Talk: Thiago de Paula Souza on Divine Violence
October 7, 2017, 2pm (Logan Center Performance Penthouse)
Please join us, and Brazilian curator Thiago de Paula Souza for a talk on the exhibition Divine Violence.
About the artists
Cinthia Marcelle lives and works in São Paulo, and graduated in Fine Arts from the Universidade Federal de Minas Gerais (1996–1999). Marcelle recently participated in the 11th Sharjah Biennial (2015), and represented Brazil in the 57th Venice Biennale (2017). Recent solo exhibition include MoMA PS1 (2016), NY; Secession, Vienna (2014); Centro Cultural Banco do Brasil [CCBBR], Rio de Janeiro (2013); Pinchuck Art Centre, Kyiv, Ukraine (2012). Marcelle’s work has been part of significant events and group exhibitions including the Sharjah Biennial, UAE (2015); Museu de Arte Moderna, Rio de Janeiro (2013); the second New Museum Triennial, New York (2012); Tate Level 2 Gallery, London (2012); the Bienal de Lyon (2007); Panorama da Arte Brasileira, São Paulo (2007) and Madrid (2008); and the IX Bienal de la Habana (2006). Cinthia Marcelle has been awarded relevant International Prizes, the Future Generation Prize from the Victor Pinchuck Foundation (2010) and the TrAIN artist in residency award at Gasworks, London (2009).

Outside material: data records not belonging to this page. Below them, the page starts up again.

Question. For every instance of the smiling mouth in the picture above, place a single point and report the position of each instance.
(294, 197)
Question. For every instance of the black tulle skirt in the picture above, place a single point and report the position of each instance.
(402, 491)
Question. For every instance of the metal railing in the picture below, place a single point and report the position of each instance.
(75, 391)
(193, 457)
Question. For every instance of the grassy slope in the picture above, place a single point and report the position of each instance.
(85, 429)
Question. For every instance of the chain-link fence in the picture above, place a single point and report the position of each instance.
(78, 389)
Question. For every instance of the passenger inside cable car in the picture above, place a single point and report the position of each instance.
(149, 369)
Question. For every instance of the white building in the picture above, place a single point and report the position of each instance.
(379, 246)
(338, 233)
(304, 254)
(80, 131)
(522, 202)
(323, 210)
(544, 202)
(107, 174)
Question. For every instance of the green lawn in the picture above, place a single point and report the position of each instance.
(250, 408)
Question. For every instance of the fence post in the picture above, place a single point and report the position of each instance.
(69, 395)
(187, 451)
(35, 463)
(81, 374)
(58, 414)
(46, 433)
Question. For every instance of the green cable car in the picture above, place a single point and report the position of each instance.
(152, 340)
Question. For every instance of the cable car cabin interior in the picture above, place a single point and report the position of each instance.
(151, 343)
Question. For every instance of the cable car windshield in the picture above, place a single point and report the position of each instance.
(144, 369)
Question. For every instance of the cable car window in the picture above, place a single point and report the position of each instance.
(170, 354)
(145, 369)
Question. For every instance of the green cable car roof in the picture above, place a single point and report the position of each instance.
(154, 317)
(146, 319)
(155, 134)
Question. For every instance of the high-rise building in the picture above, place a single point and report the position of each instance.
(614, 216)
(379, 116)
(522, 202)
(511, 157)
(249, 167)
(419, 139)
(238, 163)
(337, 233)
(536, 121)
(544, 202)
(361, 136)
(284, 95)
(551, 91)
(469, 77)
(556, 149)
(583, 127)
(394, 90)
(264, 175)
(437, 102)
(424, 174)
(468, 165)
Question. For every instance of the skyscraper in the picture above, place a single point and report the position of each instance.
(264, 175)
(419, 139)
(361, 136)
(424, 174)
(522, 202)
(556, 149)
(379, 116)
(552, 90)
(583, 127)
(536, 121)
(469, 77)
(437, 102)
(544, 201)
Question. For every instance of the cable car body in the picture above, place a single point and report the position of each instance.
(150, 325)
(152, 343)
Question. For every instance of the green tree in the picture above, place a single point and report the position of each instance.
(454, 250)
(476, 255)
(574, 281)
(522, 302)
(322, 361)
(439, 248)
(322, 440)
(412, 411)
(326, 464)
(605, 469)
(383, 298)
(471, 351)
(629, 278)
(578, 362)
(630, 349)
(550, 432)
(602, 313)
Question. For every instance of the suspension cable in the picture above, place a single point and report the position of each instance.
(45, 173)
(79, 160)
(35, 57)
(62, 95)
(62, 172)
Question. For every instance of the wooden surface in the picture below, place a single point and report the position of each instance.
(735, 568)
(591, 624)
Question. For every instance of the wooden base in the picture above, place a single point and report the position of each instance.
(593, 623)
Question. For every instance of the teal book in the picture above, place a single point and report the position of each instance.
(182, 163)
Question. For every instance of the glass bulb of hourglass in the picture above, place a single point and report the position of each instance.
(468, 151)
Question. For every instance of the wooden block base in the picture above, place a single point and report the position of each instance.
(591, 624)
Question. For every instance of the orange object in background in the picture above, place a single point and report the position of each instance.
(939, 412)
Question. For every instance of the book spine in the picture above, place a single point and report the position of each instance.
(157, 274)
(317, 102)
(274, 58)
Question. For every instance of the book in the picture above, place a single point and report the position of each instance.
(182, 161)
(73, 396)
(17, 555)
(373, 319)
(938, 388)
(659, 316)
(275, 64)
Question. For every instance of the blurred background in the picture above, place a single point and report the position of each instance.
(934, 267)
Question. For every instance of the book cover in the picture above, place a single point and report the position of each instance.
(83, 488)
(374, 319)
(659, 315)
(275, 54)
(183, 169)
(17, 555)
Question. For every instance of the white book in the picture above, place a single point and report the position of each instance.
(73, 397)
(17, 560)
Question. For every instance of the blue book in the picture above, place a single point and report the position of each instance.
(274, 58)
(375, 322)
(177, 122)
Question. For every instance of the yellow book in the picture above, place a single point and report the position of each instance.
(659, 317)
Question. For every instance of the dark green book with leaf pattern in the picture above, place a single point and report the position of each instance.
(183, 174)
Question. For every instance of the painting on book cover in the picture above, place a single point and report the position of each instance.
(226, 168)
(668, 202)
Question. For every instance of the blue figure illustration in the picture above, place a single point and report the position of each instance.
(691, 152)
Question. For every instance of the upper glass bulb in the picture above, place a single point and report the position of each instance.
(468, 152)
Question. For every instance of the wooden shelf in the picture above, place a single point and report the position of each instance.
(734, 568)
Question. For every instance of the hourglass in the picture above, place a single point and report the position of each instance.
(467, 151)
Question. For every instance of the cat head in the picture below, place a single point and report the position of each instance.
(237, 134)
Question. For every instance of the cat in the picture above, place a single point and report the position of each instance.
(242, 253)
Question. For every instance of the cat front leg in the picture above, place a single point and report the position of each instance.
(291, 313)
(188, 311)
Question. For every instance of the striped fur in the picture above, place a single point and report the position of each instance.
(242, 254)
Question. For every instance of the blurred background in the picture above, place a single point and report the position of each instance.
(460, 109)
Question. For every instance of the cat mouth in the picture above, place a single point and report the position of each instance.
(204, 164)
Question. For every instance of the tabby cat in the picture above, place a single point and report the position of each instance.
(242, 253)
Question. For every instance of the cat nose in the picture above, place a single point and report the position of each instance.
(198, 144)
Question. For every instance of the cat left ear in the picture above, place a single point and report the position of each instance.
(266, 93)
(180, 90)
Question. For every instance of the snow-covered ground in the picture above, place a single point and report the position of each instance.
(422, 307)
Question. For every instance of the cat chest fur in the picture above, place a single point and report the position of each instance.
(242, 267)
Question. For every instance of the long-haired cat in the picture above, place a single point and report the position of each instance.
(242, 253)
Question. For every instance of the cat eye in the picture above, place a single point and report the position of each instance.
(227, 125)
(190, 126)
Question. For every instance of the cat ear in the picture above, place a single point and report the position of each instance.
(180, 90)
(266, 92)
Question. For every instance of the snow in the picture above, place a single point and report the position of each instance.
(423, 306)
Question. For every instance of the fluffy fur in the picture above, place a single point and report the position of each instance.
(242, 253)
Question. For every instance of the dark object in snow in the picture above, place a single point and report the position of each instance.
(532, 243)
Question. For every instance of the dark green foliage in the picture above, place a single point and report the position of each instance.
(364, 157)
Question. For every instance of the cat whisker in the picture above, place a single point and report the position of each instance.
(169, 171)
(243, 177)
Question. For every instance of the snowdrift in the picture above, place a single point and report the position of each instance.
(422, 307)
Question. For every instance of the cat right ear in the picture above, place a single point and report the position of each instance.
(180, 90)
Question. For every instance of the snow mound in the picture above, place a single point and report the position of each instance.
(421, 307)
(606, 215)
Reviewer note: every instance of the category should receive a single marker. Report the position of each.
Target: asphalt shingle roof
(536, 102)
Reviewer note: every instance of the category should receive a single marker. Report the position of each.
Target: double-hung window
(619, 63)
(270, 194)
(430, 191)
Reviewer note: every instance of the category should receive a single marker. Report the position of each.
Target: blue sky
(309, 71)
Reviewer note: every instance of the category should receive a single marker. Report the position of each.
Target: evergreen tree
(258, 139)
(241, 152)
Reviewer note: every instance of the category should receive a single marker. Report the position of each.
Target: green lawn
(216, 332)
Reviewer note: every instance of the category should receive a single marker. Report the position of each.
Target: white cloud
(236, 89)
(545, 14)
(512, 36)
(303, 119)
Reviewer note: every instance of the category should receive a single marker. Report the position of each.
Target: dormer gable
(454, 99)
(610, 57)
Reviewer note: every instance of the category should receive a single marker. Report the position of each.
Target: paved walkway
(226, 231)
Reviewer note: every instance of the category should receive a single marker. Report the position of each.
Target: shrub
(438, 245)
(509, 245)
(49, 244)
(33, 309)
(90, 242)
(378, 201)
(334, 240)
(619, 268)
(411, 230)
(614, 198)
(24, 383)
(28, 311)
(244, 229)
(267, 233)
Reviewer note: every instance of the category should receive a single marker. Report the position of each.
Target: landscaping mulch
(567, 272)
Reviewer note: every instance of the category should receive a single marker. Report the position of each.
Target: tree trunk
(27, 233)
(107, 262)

Tiago Mata Machado is a Brazilian film critic, curator and filmmaker. Holding a Masters in Multimedia from the Institute of Arts of the University of Campinas (UNICAMP), he was a film critic for the newspapers O Tempo (1996–2000) and Folha de S. Paulo (2000–2006). As a curator, he organized the film programs Vanguards/Neovanguards and Subversives at the 11th and 12th Belo Horizonte International Short Film Festivals and Collective Films / 68 at Forumdoc.BH.2010. He directed the medium length film Curra Urbana (1998) and the feature films O Quadrado de Joana (2002) and The Residents, which premiered internationally at the 61st Berlin Film Festival – Berlinale (2011).
About Yesomi Umolu, Logan Center Exhibitions Curator
Yesomi Umolu is Exhibitions Curator at the Reva and David Logan Center for the Arts at the University of Chicago, where she is also a lecturer in the humanities division. Specializing in global contemporary art and spatial practices, Umolu recently curated Kapwani Kiwanga: The sum and its parts (2017) at the Logan Center Gallery. Prior to joining the Logan, Umolu was Assistant Curator at the Eli and Edythe Broad Art Museum at MSU where she curated Material Effects: Contemporary Art from West Africa and the Diaspora (2015–16), John Akomfrah: Imaginary Possessions (2014) and The Land Grant: Forest Law (2014) with Ursula Biemann and Paulo Tavares. Umolu was previously Curatorial Fellow for Visual Arts at the Walker Art Center, Minneapolis where she curated The Museum of Non Participation: The New Deal (2013) featuring works by Karen Mirza and Brad Butler. Umolu has held curatorial positions at the 8th edition of the European biennial for contemporary art Manifesta and the Serpentine Gallery, London. Her writing has appeared in numerous catalogues and journals, including Art in America, After image: The Journal of Media Arts and Cultural Criticism and the Studio Museum in Harlem’s Studio magazine. Umolu received an MA with honors in Architectural Design from the University of Edinburgh and an MA with Distinction in Curating Contemporary Art from the Royal College of Art, London. She is a 2016 recipient of an Andy Warhol Foundation Curatorial Fellowship. Umolu is a member of the board of trustees of the Graham Foundation for Advanced Studies in the Fine Arts, Chicago.